Gerson se fue poniendo quisquilloso conforme envejecía, tanto que abjuró de su fe la tarde en que, luego de quemarse un dedo al tratar de encender la shamash, lo que expresó escupiendo el ponchke que se había llevado a la boca.
Fue la Janucá previa a la pandemia esa que mató a tantos y enloqueció a más; para su infortunio a él le atacó con una perversa forma de la lucidez. Tres meses después de aquel crepúsculo que pasó de la piedad a la renegación, su mujer le dejó: no cumplía el sabath, bebía, maldecía en nombre de Adonaí, aunque Ruti se decidió cuando Gerson se negó a celebrar, para ese 4 de abril, ya encerrados forzosamente, el Bar Mitzvá del pequeño Efraím. La mujer escupió a sus pies, arrastró al lloroso adolescente, subió al auto y se perdió al girar la esquina de su calle. Él hizo una mueca y cerró de un portazo, tan fuerte que parece que la puerta aquella, de roble pintado de verde, ya no se abrió para él hasta que…

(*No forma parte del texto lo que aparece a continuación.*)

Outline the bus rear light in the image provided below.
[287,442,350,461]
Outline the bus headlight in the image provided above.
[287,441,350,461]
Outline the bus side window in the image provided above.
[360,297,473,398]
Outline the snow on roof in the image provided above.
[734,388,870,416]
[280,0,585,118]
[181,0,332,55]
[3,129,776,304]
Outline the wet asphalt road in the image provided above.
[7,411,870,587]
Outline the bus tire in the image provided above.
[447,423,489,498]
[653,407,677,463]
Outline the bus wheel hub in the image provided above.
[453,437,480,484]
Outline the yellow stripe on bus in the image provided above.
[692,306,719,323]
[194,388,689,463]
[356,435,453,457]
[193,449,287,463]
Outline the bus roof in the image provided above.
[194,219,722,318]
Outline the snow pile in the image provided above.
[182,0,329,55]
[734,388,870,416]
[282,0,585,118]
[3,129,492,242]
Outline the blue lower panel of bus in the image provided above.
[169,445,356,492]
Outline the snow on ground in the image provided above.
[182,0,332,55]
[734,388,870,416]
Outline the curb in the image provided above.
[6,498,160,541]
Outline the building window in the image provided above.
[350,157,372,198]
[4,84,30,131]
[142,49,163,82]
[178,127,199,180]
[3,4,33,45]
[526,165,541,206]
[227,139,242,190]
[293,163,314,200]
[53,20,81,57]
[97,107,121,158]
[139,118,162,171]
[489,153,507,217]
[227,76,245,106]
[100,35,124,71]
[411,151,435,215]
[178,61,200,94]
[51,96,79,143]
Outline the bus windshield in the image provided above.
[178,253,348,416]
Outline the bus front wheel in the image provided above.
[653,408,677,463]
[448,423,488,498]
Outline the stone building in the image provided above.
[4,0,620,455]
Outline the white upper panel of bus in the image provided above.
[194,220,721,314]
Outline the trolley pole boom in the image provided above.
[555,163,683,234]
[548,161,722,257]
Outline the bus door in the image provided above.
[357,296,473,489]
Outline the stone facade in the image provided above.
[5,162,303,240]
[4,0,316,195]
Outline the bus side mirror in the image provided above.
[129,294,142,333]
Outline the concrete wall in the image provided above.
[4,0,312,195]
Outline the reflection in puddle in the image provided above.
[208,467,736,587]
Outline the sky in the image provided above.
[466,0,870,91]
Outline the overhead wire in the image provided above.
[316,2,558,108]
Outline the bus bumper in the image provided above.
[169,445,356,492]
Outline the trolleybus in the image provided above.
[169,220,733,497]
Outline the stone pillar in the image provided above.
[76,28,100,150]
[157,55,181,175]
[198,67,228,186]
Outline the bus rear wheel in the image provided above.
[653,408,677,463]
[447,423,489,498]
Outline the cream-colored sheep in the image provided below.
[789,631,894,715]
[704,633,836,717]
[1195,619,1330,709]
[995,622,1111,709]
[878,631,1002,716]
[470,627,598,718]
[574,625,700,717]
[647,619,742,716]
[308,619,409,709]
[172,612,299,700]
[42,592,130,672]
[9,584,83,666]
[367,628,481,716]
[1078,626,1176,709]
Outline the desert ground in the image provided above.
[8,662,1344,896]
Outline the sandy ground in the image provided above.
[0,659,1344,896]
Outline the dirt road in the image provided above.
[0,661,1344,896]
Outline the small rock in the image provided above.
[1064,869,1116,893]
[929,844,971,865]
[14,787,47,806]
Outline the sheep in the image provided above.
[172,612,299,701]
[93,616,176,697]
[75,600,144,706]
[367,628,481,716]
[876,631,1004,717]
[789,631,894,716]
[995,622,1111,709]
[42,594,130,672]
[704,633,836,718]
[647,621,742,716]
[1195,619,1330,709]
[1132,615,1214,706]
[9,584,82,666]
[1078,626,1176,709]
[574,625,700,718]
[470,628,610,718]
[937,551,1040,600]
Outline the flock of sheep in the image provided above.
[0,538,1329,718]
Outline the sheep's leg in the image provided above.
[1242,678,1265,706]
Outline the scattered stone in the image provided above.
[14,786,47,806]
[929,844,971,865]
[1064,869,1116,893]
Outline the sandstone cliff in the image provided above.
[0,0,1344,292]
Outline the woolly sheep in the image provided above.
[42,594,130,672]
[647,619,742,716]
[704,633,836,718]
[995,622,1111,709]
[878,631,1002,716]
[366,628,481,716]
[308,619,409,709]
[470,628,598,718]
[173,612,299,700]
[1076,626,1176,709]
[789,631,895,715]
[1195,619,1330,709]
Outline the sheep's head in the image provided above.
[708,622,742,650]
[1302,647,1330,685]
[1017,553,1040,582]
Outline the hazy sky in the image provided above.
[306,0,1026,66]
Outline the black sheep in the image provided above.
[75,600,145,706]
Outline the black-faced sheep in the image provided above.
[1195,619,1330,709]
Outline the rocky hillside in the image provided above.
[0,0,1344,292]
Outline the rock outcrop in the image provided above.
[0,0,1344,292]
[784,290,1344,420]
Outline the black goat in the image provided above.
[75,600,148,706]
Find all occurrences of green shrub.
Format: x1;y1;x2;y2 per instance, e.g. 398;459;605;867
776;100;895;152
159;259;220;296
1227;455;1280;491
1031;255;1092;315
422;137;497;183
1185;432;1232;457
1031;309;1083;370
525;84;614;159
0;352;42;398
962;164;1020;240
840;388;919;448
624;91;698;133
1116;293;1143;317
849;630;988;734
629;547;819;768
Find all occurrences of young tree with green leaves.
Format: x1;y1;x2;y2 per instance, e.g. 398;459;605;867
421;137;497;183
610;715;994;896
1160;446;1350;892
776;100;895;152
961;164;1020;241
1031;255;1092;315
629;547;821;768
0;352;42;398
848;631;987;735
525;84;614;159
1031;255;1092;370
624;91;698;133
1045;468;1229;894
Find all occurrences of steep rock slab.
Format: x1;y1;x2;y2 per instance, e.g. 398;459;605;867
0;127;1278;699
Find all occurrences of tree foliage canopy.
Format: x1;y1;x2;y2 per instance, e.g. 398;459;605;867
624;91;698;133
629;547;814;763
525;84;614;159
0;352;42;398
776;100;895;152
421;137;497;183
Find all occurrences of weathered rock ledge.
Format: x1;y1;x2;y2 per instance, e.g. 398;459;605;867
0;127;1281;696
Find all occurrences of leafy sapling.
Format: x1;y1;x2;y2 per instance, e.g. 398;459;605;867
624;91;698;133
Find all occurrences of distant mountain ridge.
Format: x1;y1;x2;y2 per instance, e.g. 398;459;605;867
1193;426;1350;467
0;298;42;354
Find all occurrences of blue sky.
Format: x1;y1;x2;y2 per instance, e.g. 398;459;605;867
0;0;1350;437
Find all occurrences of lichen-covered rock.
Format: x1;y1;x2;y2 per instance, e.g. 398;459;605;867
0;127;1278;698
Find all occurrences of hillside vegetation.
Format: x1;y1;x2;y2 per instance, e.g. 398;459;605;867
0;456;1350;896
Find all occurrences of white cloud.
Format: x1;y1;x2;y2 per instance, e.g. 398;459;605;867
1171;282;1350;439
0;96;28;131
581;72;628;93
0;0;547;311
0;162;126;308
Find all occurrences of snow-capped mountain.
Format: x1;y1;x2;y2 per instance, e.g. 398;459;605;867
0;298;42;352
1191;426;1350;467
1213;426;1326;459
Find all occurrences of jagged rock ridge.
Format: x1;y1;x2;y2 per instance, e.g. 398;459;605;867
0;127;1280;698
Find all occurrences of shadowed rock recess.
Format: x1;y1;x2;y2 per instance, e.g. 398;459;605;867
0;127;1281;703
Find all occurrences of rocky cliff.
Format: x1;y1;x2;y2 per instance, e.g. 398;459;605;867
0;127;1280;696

Se dio a la voluptuosidad a la gula y a la intemperancia. Pero pronto un extraña neurastenia lo llevó al ascetismo: la carne de cerdo, que le provocó el placer escalofriante de desafiar algo sagrado, pronto le pareció demasiado grasosa; el sexo, poco gratificante y riesgoso; las resacas, al cabo de un tiempo, insoportables. Vuelto a sus costumbres mesuradas de antes, se quejaba de no conseguir comida kosher, y cuando finalmente dio con un colmado que surtía albóndigas, cordero, gansos y hasta pichones con el sello correspondiente de sanidad animal y sacra, se quejó amargamente de lo insípido que resultaba aquello.
El encierro en sí lo llevaba bien: no era mucho de andar por las calles, apenas conducía y el único auto de aquella casa, el viejo Studebaker, aquella reliquia que heredó de su abuelo, se lo llevó su mujer. Total, él no era tan viejo y aprendió algunos rudimentos para seguir quejándose de la incompetencia de los trabajadores de su taller, por medio de la pantalla del pequeño y moderno móvil que se dejó el lloroso Efraím, de quien recibía mensajes insulsos los domingos; de la amorosa Ruti no supo sino que se veía con un abogado de divorcios.
No entendió bien de donde le venían aquellos ahogos y esa jaqueca repentina, pues salvo Noemí, la vieja mujer que venía el lunes y el viernes a recoger un poco aquel desastre, apenas había tenido contacto con otro humano; y hace ya más de un mes que no venía a casa ninguna señorita.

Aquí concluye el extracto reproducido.